Caterpillar Raises Full-Year Guidance Despite 66-Percent Drop in Q2 Profits

July 24, 2009
Caterpillar reported a 66-percent drop in second-quarter profit last week, while raising its full-year guidance as aggressive cost-cutting measures showed signs of effectiveness and, the company said, stimulus programs were starting to support global demand. Redundancy costs relating to reducing employment were $85 million before tax or $0.12 per share in the quarter. Sales and revenues of $7.98 billion were down 41 percent compared with $13.62 billion in the same quarter last year.

Caterpillar reported a 66-percent drop in second-quarter profit last week, while raising its full-year guidance as aggressive cost-cutting measures showed signs of effectiveness and, the company said, stimulus programs were starting to support global demand. Redundancy costs relating to reducing employment were $85 million before tax or $0.12 per share in the quarter. Sales and revenues of $7.98 billion were down 41 percent compared with $13.62 billion in the same quarter last year.

“There is still a great deal of economic uncertainty in the world, but we are seeing signs of stabilization that we hope will set the foundation for an eventual recovery,” said Caterpillar CEO James Owens. “Credit markets have improved significantly. Fiscal policy and monetary stimulus have been introduced around the world, and we are seeing signs, particularly in China, that they are beginning to work.”

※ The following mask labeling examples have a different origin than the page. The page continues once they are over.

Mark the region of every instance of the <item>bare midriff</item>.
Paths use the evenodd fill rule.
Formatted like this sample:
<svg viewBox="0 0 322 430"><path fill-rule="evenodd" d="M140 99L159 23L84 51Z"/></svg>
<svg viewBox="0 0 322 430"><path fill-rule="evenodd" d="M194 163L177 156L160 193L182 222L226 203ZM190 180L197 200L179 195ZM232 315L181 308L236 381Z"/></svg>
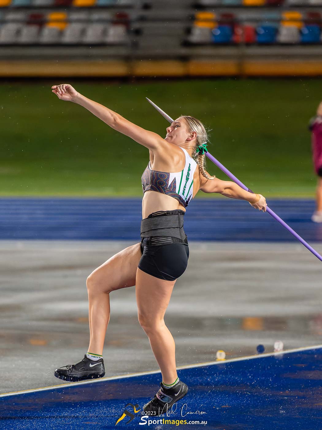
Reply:
<svg viewBox="0 0 322 430"><path fill-rule="evenodd" d="M142 218L147 218L153 212L158 211L173 211L181 209L185 212L185 208L176 199L156 191L146 191L142 200Z"/></svg>

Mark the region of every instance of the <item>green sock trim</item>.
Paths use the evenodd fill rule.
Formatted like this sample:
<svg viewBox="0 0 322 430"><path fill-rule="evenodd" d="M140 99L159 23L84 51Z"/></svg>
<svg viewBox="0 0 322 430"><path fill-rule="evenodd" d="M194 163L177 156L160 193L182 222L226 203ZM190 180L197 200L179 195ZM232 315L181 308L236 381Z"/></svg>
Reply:
<svg viewBox="0 0 322 430"><path fill-rule="evenodd" d="M164 387L172 387L173 385L174 385L175 384L176 384L176 383L178 382L178 381L179 380L179 377L178 377L176 378L176 379L175 381L173 382L173 384L164 384L164 383L163 382L163 381L162 381L162 384L164 386Z"/></svg>

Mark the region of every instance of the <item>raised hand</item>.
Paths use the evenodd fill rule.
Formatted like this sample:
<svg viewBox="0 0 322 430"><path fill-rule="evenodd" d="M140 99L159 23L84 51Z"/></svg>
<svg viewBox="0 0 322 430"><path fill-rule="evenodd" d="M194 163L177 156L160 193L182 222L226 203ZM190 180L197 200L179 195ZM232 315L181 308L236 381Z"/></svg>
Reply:
<svg viewBox="0 0 322 430"><path fill-rule="evenodd" d="M65 101L73 101L79 95L79 93L68 83L53 85L52 89L58 98Z"/></svg>

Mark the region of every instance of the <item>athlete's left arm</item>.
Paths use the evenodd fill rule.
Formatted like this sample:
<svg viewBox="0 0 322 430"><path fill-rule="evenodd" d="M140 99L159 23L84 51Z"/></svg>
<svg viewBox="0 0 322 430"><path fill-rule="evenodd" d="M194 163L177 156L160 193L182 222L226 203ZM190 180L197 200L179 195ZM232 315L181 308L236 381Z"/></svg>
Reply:
<svg viewBox="0 0 322 430"><path fill-rule="evenodd" d="M208 176L210 176L206 172ZM240 200L246 200L250 203L254 208L263 210L266 210L266 200L261 194L260 199L256 203L252 203L255 195L254 193L246 191L235 182L231 181L222 181L218 178L214 179L207 179L204 176L200 175L200 189L204 193L218 193L225 197L231 199L238 199Z"/></svg>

Net income dropped to $371 million, or 60 cents a share, compared with $1.11 billion, or $1.74 per share, in the second quarter of 2008.

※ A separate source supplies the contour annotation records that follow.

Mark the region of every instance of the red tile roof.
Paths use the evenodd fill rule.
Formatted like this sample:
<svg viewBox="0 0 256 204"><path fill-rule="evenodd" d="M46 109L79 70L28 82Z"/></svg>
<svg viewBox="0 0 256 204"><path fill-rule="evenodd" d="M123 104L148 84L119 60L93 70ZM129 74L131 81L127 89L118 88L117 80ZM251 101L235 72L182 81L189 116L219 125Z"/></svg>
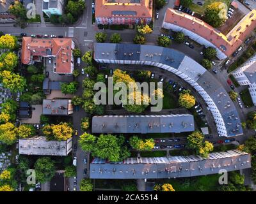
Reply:
<svg viewBox="0 0 256 204"><path fill-rule="evenodd" d="M28 64L35 56L56 57L56 72L71 73L72 61L71 38L35 38L23 37L21 62Z"/></svg>
<svg viewBox="0 0 256 204"><path fill-rule="evenodd" d="M227 36L199 18L171 8L166 10L164 22L192 31L218 48L225 46L225 51L220 50L230 56L256 27L256 10L248 13Z"/></svg>
<svg viewBox="0 0 256 204"><path fill-rule="evenodd" d="M112 17L112 11L136 11L136 15L132 17L134 18L152 18L152 0L140 0L140 3L131 3L131 1L129 0L115 1L108 3L108 0L96 0L95 17ZM133 2L140 2L140 1Z"/></svg>

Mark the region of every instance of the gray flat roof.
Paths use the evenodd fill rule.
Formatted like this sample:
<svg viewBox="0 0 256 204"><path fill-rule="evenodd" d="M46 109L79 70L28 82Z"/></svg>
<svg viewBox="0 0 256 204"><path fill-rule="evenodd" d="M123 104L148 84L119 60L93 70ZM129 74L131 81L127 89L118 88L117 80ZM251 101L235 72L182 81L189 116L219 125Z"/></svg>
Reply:
<svg viewBox="0 0 256 204"><path fill-rule="evenodd" d="M195 130L189 114L102 115L92 118L95 133L182 133Z"/></svg>
<svg viewBox="0 0 256 204"><path fill-rule="evenodd" d="M68 99L43 100L44 115L68 115Z"/></svg>
<svg viewBox="0 0 256 204"><path fill-rule="evenodd" d="M19 140L19 153L28 155L67 156L72 150L72 138L67 141L49 141L44 136L35 136Z"/></svg>
<svg viewBox="0 0 256 204"><path fill-rule="evenodd" d="M249 154L237 150L211 153L207 159L198 156L131 157L122 163L95 158L90 164L90 178L138 179L188 177L218 173L220 170L236 171L251 167Z"/></svg>
<svg viewBox="0 0 256 204"><path fill-rule="evenodd" d="M227 136L243 134L238 112L222 85L209 71L183 53L154 45L99 43L94 43L93 51L94 59L100 62L143 64L156 66L176 74L184 73L184 78L188 76L195 85L199 85L218 108L224 121ZM206 100L205 102L211 103ZM212 115L216 115L215 110L211 109L211 111Z"/></svg>

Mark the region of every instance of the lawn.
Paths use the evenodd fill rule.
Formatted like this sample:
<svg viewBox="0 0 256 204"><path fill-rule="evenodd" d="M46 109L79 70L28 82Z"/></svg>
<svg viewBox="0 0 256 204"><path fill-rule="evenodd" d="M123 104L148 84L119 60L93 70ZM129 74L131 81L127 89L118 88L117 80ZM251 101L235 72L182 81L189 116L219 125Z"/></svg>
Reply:
<svg viewBox="0 0 256 204"><path fill-rule="evenodd" d="M167 89L164 89L164 98L163 99L163 109L170 109L179 107L176 96L171 94Z"/></svg>
<svg viewBox="0 0 256 204"><path fill-rule="evenodd" d="M241 98L245 106L252 107L253 106L249 89L246 89L241 92Z"/></svg>
<svg viewBox="0 0 256 204"><path fill-rule="evenodd" d="M35 18L28 18L27 22L29 23L40 23L41 22L40 15L38 14L36 14Z"/></svg>
<svg viewBox="0 0 256 204"><path fill-rule="evenodd" d="M195 11L196 13L198 13L200 15L204 15L204 11L205 10L206 7L214 2L222 1L223 3L228 5L230 4L230 0L223 0L223 1L218 1L218 0L205 0L203 6L199 6L196 4L192 3L191 6L189 6L189 8Z"/></svg>
<svg viewBox="0 0 256 204"><path fill-rule="evenodd" d="M219 187L218 174L184 178L171 178L166 182L171 184L176 191L215 191Z"/></svg>

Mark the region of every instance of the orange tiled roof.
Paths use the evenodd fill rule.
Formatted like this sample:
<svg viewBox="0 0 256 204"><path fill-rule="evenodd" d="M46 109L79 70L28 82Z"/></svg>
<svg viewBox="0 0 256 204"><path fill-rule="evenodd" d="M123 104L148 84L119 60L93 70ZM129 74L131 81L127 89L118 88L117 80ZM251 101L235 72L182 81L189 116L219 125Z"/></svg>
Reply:
<svg viewBox="0 0 256 204"><path fill-rule="evenodd" d="M136 11L134 18L152 18L152 0L140 0L118 1L108 3L107 0L96 0L95 2L95 17L112 17L112 11ZM118 2L119 4L118 4ZM125 5L122 3L125 3ZM130 3L129 3L130 2ZM140 2L140 3L138 3ZM125 17L125 16L124 16Z"/></svg>
<svg viewBox="0 0 256 204"><path fill-rule="evenodd" d="M33 56L56 56L56 72L71 73L72 44L70 38L35 38L23 37L21 62L29 64Z"/></svg>
<svg viewBox="0 0 256 204"><path fill-rule="evenodd" d="M221 50L230 56L256 27L256 10L248 13L227 36L199 18L171 8L166 10L164 22L192 31L218 48L225 46L226 50Z"/></svg>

Caterpillar predicted full-year profit of $1.15 to $1.25 per share. The company predicts sales of $32 billion to $36 billion for the full year. The company said demand for machinery remains weak and predicted its third-quarter sales will be the weakest of the year as dealers delay ordering new equipment to eliminate an estimated $1.5 billion of inventory during the second half of 2009. The company, which has laid off more than 17,000 full-time employees since the end of 2008 and cut more than 17,000 temporary and part-time workers, will likely institute more temporary layoffs in the third quarter along with rolling factory shutdowns.

Caterpillar reduced inventory in the second quarter by more than $800 million, and through the first half of the year, inventory has declined by more than $1.6 billion.

“In addition to our ability to generate solid profits in this economic climate, I’m pleased with our work to generate positive cash flow and maintain considerable financial strength during this challenging period,” added Owens.

Caterpillar, the world’s largest construction equipment manufacturer, is based in Peoria, Ill.